Users of the Kenai River might recognize that the resource is overused, but few are willing to use it any less, according to preliminary findings from a Department of Natural Resources-funded study unveiled last week.
The $200,000, social science-based study on the experiences of river users was conducted by Doug Whittaker and co-researcher, Bo Shelby, of Confluence Consulting and Research, this past spring and summer for the DNR's Division of parks and Outdoor Recreation.
Park officials said the need for a study goes back to 2002, when issues of limiting crowding on the lower river hit a legal impasse.
The study combined use data, onsite and follow-up surveys to gauge the concerns of different user groups, and probe them for ways to solve issues on and along the banks of the river.
Whittaker prefaced the release of his study with the fact that this was a low use year on the river because of a down economy and poor king fishing.
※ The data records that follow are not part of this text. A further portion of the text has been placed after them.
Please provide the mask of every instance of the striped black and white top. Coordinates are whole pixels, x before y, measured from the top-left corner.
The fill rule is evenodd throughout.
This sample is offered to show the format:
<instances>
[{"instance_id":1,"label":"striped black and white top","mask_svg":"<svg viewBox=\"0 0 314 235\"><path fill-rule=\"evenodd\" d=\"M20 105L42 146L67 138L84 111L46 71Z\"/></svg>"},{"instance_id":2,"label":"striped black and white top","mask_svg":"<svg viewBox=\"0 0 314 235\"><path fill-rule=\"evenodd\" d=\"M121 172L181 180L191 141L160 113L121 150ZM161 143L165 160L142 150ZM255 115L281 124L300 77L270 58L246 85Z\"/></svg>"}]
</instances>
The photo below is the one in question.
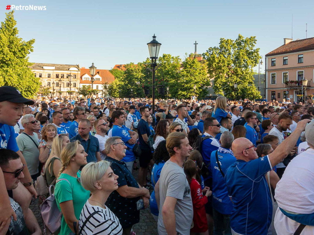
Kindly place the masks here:
<instances>
[{"instance_id":1,"label":"striped black and white top","mask_svg":"<svg viewBox=\"0 0 314 235\"><path fill-rule=\"evenodd\" d=\"M85 220L94 212L99 211L89 219L81 232L82 235L122 235L122 227L119 219L106 206L104 209L100 206L92 206L88 200L83 207L79 217L78 229L83 225Z\"/></svg>"}]
</instances>

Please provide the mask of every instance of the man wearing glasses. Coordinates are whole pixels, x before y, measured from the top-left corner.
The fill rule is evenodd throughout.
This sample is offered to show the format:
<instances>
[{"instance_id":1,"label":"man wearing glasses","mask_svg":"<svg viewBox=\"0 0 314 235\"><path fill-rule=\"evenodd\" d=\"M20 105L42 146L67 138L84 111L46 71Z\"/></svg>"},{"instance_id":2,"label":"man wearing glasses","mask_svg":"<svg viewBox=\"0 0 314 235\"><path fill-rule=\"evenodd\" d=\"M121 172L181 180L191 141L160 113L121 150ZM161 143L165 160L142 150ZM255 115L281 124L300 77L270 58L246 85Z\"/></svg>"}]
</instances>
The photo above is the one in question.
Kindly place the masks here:
<instances>
[{"instance_id":1,"label":"man wearing glasses","mask_svg":"<svg viewBox=\"0 0 314 235\"><path fill-rule=\"evenodd\" d=\"M299 122L289 138L263 157L258 158L255 146L246 138L239 138L232 143L237 160L226 171L225 179L233 203L230 217L233 234L268 234L273 206L265 175L287 157L309 121Z\"/></svg>"},{"instance_id":2,"label":"man wearing glasses","mask_svg":"<svg viewBox=\"0 0 314 235\"><path fill-rule=\"evenodd\" d=\"M258 135L254 129L254 126L257 124L257 122L256 114L253 112L249 112L245 114L244 119L246 122L246 123L244 124L244 127L246 129L246 138L256 147L256 141L258 140Z\"/></svg>"},{"instance_id":3,"label":"man wearing glasses","mask_svg":"<svg viewBox=\"0 0 314 235\"><path fill-rule=\"evenodd\" d=\"M19 186L20 180L24 178L22 171L25 165L22 163L19 155L14 151L0 149L0 168L3 171L4 183L9 196L11 206L14 210L17 220L11 220L3 228L7 234L41 234L40 227L30 209L23 214L22 207L13 199L12 190ZM20 185L20 187L21 187ZM3 212L1 212L2 213Z\"/></svg>"}]
</instances>

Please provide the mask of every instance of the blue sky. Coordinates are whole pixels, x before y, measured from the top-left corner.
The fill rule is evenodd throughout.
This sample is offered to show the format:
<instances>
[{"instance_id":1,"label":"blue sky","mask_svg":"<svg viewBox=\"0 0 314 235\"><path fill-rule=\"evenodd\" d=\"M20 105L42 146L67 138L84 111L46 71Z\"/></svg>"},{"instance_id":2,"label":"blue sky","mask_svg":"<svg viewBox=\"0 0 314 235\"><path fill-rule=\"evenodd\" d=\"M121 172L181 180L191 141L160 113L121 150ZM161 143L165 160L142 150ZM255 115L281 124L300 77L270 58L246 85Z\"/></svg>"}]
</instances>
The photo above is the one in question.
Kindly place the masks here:
<instances>
[{"instance_id":1,"label":"blue sky","mask_svg":"<svg viewBox=\"0 0 314 235\"><path fill-rule=\"evenodd\" d=\"M90 5L89 2L92 3ZM160 55L184 59L186 53L217 46L220 38L239 34L256 36L264 55L291 36L314 37L314 1L16 1L2 2L0 21L11 4L46 6L46 11L16 10L19 35L35 39L30 61L79 64L110 69L115 64L136 63L148 56L146 44L155 34ZM264 65L261 66L263 71ZM257 67L255 70L258 70Z\"/></svg>"}]
</instances>

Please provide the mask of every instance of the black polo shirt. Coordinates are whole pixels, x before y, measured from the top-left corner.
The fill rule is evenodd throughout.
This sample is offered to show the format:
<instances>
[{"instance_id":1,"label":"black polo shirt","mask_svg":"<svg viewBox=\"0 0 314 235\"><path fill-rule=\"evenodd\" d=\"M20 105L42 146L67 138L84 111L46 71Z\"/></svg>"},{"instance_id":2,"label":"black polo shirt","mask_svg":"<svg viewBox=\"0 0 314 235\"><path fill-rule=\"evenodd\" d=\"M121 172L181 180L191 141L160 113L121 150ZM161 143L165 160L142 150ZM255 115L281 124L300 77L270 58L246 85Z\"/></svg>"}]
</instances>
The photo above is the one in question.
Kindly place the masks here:
<instances>
[{"instance_id":1,"label":"black polo shirt","mask_svg":"<svg viewBox=\"0 0 314 235\"><path fill-rule=\"evenodd\" d=\"M127 167L124 162L107 156L106 160L111 163L111 167L113 173L118 175L118 186L127 185L139 188L138 184ZM127 198L122 196L116 191L112 192L108 197L106 205L119 218L123 228L131 227L139 222L139 211L137 210L136 202L140 198Z\"/></svg>"}]
</instances>

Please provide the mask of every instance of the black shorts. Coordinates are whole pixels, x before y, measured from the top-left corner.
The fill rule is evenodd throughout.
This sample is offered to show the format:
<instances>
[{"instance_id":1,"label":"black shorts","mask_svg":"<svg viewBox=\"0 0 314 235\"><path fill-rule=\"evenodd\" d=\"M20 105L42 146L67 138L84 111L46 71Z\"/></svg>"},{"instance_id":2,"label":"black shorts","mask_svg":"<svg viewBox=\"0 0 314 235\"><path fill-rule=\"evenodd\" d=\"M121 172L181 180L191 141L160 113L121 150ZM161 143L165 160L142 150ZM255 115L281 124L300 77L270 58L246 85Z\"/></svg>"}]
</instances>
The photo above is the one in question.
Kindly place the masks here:
<instances>
[{"instance_id":1,"label":"black shorts","mask_svg":"<svg viewBox=\"0 0 314 235\"><path fill-rule=\"evenodd\" d=\"M139 166L140 167L146 168L153 158L152 150L150 149L141 148L142 154L140 156Z\"/></svg>"}]
</instances>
An exception to that was high use on the upper river during the first red run in mid-June.
He said that while last year and this coming year might be blips, in the future he would expect to see use to return to levels seen in previous years and likely increase.
Whittaker said that about 68 percent of those surveyed indicated they would never support use limits or that they are not needed now, 20 percent said they might and 10 percent said limits were needed immediately.
Those who did support limits generally supported limiting other user groups, but not themselves.
"There's no reason to demonize this," Whittaker said, "This is just reasonable self-interest."
He highlighted that there was strong support among non-guided users to cap boat numbers as well as the number of guided anglers.
Whittaker said survey takers were resistant to offer estimates for what a cap should be, but the numbers that were offered mirrored averages seen during high use periods.
Guides are already capped on the most popular segment of the upper Kenai.
Support for an all user registration system was also weak according to Whittaker, largely because survey takers said they feared it might lead to a cap in the future.
He explained that the topic of limiting remains a volatile one and suggested it may not be the easiest route to go.
"Concern over overuse continues, but the fix is not politically simple," he said.
He stressed that any fix would have to be equitable to meet the needs of multiple user groups that are often in competition with each other.
The study showed continued fractionalization for other types of fixes, with majority support for education and regulation actions related to boating safety. Actions might include no wake zones, driving lanes, a mandatory test or requirements for wearing personal flotation devices.
Whittaker said that among the user groups however, power boaters support for these measures was generally weak, except that powerboat guides indicated they supported requiring operators to pass a written test for a Kenai boating license.
Among drift boaters as well as bank anglers, support for additional drift only days on the lower or middle river was high. Not surprisingly, most power boaters were opposed to the idea.
While there was little consensus on when or where, there were indications that users might be willing to compromise with specific drift only days for specific segments of river.
Whittaker said redistributing users would be difficult, as anglers tend to flock towards areas where other anglers are having success.
"You can't keep them away from each other," he said.
Conflicts between guides and non-guided anglers were also addressed as part of the study.
Results showed that some guides could be aggressive and that the number of guided boats can detract from users' experiences.
While user group partisanship was evident in many of the responses, support for building new launches on the lower river and improving launches on all sections was high among all groups.
Whittaker cautioned however, that sometimes improvement and developments could lead to degradation of a resource through overuse.
He described the pressure on the river as "relentless" and that as the state's population continues to grow, paired with increased tourist visitation, it will only increase. He said managers have a suite of options for addressing problems, though some options are easier than others.
"The big looming picture is what else can you do to reduce impact in high use years, and those things are limits, and that's politically hard," he said. "It's going to be a lot of work involved if they try those things."
Whittaker anticipates having a draft of the report for agency review in late March.
He said he expects the division to use the final study by overlaying it with other recent reports on different issues facing the river, ultimately integrating it into the division's plan for the waterway.
"The worst thing from our point of view is when someone lets choices happen by default, not be design," he said. If you don't ever manage use, you get a place that changes over time, but you're not controlling that change. The point of these studies is to think about what your choices are."